An unprecedented, richly, detailed, and clear-eyed exploration of Islam in European history and civilization
Tensions over Islam were escalating in Europe even before 9/11. Since then, repeated episodes of terrorism together with the refugee crisis have dramatically increased the divide between the majority population and Muslim communities, pushing the debate well beyond concerns over language and female dress. Meanwhile, the parallel rise of right-wing, nationalist political parties throughout the continent, often espousing anti-Muslim rhetoric, has shaken the foundation of the European Union to its very core.
Many Europeans see Islam as an alien, even barbaric force that threatens to overwhelm them and their societies. Muslims, by contrast, struggle to find a place in Europe in the face of increasing intolerance. In tandem, anti-Semitism and other forms of discrimination cause many on the continent to feel unwelcome in their European homes.
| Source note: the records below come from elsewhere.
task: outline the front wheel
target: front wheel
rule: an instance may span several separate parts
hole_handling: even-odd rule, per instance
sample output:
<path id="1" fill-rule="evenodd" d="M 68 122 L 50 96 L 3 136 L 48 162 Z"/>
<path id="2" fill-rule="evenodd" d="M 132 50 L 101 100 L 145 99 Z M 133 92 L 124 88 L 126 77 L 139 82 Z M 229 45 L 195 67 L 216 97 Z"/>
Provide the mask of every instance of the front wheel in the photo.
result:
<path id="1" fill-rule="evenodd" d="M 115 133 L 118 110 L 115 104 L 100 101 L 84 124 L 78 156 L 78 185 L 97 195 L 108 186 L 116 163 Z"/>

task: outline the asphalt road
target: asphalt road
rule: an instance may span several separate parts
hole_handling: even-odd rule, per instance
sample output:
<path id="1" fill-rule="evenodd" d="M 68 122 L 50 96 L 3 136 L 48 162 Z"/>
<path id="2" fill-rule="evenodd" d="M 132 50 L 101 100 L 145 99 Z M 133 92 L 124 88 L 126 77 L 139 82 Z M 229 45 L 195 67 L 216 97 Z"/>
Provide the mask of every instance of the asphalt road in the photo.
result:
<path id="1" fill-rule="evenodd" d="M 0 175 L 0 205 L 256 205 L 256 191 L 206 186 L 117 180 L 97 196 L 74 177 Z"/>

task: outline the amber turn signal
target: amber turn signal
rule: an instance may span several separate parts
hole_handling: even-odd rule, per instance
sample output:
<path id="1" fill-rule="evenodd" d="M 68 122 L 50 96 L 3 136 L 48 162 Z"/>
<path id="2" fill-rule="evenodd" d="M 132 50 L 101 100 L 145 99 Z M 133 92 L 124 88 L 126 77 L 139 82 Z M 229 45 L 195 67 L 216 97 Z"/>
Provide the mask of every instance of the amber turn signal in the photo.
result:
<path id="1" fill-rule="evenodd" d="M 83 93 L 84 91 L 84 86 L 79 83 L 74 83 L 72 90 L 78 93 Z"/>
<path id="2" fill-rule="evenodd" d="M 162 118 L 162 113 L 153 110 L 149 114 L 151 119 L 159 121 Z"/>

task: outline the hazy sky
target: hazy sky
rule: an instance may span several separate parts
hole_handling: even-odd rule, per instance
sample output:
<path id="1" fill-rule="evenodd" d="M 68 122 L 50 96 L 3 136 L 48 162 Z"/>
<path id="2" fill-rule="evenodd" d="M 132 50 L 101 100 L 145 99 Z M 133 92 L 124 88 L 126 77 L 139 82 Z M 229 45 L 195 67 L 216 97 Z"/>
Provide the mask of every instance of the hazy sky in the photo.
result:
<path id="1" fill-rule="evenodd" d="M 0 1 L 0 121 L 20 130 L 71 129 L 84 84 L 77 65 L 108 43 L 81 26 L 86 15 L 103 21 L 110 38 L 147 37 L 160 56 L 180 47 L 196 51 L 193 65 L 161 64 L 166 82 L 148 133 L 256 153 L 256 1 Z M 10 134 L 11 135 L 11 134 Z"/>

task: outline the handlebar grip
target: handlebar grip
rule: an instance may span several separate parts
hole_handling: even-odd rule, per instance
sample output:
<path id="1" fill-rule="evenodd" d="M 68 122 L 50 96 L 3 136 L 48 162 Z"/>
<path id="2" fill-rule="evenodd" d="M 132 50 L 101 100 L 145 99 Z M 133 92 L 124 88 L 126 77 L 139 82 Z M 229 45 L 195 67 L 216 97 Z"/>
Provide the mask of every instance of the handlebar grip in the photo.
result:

Akbar Ahmed, an internationally renowned Islamic scholar, traveled across Europe over the course of four years with his team of researchers and interviewed Muslims and non-Muslims from all walks of life to investigate questions of Islam, immigration, and identity. They spoke with some of Europe's most prominent figures, including presidents and prime ministers, archbishops, chief rabbis, grand muftis, heads of right-wing parties, and everyday Europeans from a variety of backgrounds. Their findings reveal a story of the place of Islam in European history and civilization that is more interwoven and complex than the reader might imagine, while exposing both the misunderstandings and the opportunities for Europe and its Muslim communities to improve their relationship. Along with an analysis of what has gone wrong and why, this urgent study, the fourth in a quartet examining relations between the West and the Muslim world, features recommendations for promoting integration and pluralism in the twenty-first century.